Passing a naked pointer to ref to a Godot function which doesn't take ownership of it is a no-go if you didn't take ownership yourself. And you can't do that from a C++ constructor because it would always prevent refcount initialization to properly finish before something else takes ownership. Even if Godot raised an error about the set being invalid, it would carry on as usual and your crash would still happen. The result is a dangling pointer to a deleted object. Depending on your debugger the contents of the object might be filled with a pattern like 0xfefefefefefefe or 0xbaadf00d.

In GDScript this doesn't happen because this is what it gets inerpreted into instead:

image

Observe the difference of order in the printouts. Due to how GDScript works, when _init is called, something else already holds an initialized reference count. While in C++ this can't happen without moving the set logic outside the constructor.

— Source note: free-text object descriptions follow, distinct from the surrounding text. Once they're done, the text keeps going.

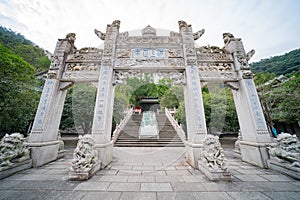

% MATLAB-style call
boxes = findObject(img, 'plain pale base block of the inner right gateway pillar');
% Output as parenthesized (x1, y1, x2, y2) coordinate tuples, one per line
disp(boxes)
(184, 142, 203, 169)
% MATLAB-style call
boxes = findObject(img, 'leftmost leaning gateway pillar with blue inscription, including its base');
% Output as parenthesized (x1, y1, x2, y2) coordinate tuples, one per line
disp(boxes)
(28, 34, 75, 167)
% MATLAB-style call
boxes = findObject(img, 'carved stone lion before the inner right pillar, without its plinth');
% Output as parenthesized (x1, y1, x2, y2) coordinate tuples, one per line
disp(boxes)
(202, 135, 226, 169)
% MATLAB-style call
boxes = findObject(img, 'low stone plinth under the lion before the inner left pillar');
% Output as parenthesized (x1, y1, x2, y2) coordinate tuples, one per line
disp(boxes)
(69, 161, 101, 181)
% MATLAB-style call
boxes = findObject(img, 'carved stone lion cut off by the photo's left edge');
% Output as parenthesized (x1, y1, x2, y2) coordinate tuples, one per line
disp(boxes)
(0, 133, 30, 169)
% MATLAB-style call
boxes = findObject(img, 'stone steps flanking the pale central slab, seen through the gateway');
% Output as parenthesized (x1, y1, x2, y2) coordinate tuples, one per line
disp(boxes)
(114, 114, 184, 147)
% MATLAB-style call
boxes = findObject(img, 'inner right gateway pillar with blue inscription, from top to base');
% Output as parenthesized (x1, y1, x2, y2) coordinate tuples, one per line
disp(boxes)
(179, 22, 207, 168)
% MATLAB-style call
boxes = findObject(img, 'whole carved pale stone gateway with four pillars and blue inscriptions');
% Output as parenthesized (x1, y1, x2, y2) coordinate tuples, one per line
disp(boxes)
(29, 21, 271, 168)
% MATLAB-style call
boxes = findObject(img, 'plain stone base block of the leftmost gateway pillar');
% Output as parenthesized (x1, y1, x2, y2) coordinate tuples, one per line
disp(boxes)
(28, 140, 59, 167)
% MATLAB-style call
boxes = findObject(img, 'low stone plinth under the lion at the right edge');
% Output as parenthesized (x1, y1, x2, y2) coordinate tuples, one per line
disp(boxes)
(268, 160, 300, 180)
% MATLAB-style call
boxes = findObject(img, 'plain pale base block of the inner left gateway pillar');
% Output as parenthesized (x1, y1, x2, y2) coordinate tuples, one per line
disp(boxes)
(95, 141, 113, 169)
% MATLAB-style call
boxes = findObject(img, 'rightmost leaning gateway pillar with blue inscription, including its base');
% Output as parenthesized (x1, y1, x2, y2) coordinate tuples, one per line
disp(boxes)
(225, 35, 271, 168)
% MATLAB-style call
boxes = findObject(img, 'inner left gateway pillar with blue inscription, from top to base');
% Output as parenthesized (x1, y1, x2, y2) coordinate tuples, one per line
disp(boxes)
(92, 21, 120, 168)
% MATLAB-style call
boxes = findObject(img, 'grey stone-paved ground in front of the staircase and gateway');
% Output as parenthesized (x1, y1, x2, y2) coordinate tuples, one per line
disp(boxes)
(0, 144, 300, 200)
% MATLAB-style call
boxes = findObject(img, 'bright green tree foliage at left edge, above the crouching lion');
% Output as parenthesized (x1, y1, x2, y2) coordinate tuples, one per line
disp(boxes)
(0, 43, 40, 133)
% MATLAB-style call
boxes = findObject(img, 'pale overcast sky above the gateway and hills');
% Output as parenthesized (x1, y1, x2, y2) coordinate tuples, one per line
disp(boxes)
(0, 0, 300, 61)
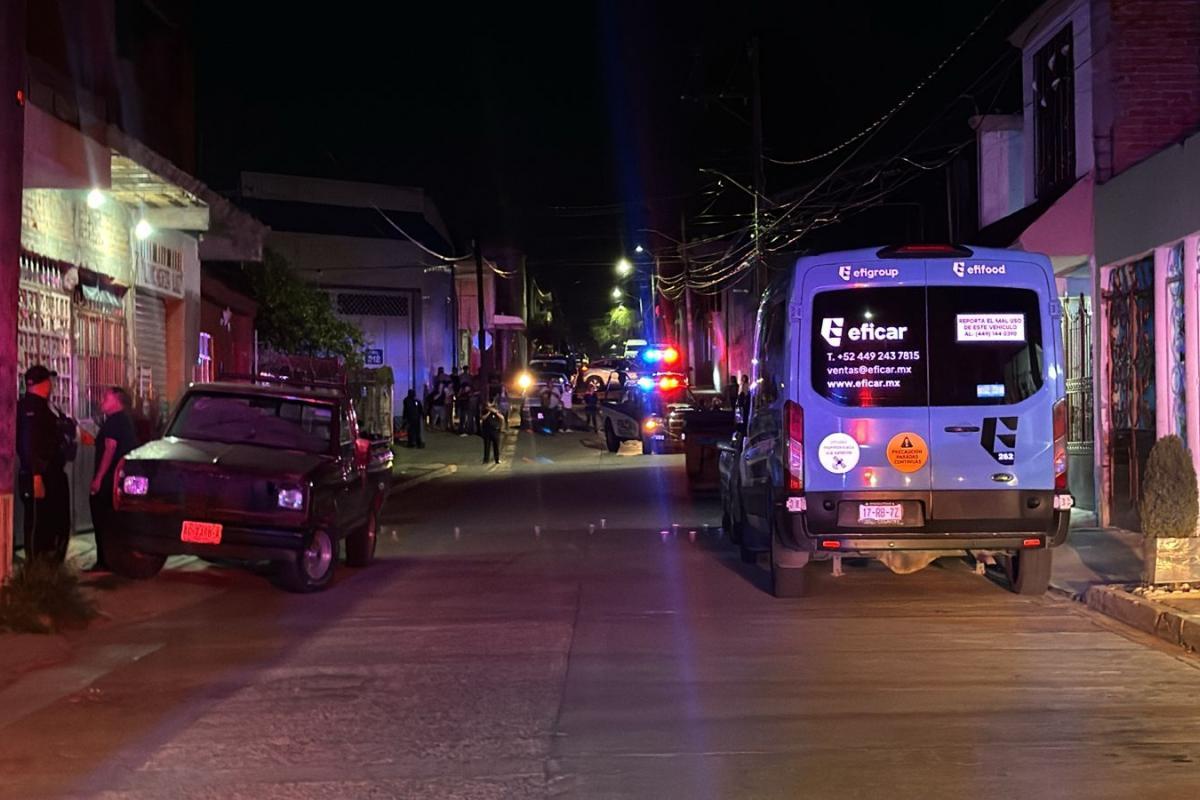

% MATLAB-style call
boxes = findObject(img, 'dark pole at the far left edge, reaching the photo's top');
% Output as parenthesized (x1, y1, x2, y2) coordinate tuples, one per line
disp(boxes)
(0, 0, 25, 584)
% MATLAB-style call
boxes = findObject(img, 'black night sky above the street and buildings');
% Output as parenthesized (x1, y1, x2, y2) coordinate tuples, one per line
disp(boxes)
(196, 0, 1038, 340)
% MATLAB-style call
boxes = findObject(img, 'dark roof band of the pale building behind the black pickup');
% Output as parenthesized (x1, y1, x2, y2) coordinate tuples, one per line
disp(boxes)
(238, 197, 454, 255)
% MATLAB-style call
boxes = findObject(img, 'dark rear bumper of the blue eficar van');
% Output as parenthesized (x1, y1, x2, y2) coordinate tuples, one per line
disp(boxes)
(784, 489, 1070, 552)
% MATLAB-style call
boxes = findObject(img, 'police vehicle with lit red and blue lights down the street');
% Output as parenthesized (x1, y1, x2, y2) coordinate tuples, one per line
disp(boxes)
(598, 372, 692, 455)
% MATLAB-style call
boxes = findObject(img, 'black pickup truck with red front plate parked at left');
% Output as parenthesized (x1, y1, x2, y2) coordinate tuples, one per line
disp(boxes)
(111, 383, 392, 593)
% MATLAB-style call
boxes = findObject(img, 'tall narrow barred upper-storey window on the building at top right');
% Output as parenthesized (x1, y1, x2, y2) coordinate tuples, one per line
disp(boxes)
(1033, 23, 1075, 198)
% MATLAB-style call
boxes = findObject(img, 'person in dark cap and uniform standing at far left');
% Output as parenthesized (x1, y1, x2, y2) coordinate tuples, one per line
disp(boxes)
(17, 363, 71, 564)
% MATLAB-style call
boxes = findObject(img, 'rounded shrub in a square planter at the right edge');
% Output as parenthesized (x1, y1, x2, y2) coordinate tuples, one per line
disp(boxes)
(1141, 435, 1200, 583)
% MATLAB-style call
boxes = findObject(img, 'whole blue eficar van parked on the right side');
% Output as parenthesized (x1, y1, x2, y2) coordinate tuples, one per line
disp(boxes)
(722, 246, 1073, 595)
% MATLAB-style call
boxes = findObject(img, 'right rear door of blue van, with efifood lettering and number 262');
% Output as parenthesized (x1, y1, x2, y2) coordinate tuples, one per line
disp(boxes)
(926, 259, 1057, 530)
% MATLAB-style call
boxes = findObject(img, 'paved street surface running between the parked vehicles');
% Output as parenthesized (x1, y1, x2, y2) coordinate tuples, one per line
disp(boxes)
(0, 434, 1200, 800)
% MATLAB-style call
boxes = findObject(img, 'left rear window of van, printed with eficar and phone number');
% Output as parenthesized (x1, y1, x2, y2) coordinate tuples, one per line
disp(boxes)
(811, 287, 929, 407)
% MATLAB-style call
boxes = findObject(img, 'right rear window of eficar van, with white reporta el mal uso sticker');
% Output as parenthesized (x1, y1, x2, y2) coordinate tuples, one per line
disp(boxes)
(928, 287, 1045, 405)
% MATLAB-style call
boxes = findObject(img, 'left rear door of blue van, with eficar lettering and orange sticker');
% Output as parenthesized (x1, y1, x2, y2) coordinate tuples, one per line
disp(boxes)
(798, 266, 931, 534)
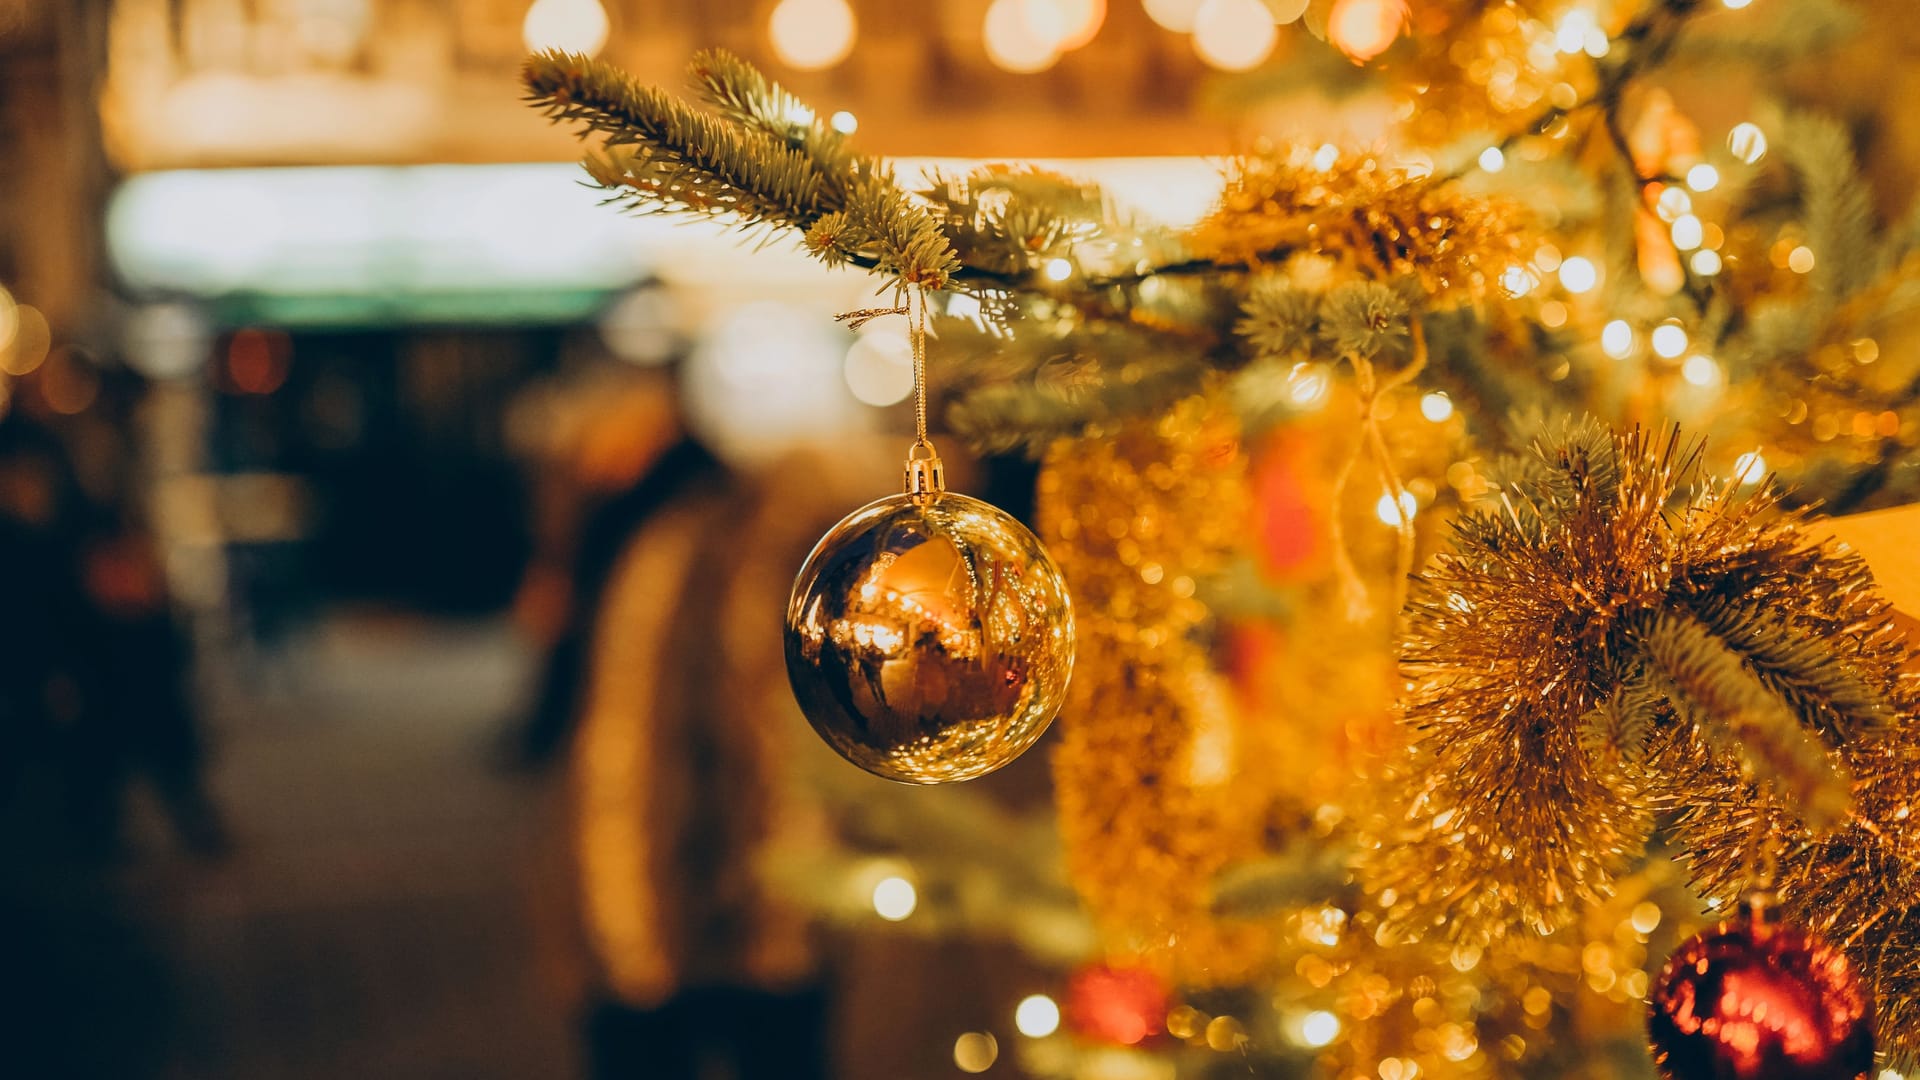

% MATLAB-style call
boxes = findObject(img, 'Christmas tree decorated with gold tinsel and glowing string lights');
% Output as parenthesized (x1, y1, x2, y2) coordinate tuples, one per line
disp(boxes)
(524, 0, 1920, 1080)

If you desperately need it, you might be able to do this horror:

    void _init()
    {
        // Initialize refcount
        Ref<Thing> test(this);
        // Add an artificial reference
        this->reference();

        // Pass it to whatever Godot things...
    }

    // and then somewhere outside:
    // remove the artificial reference
    thing->unreference()

Otherwise the behavior is as intented.

colugomusic commented 3 years ago

I understand thanks a lot for the help. This process of initialization is a useful idiom in my situation but if I was writing it in pure C++ then the delicacy of passing this from the constructor would have been more obvious.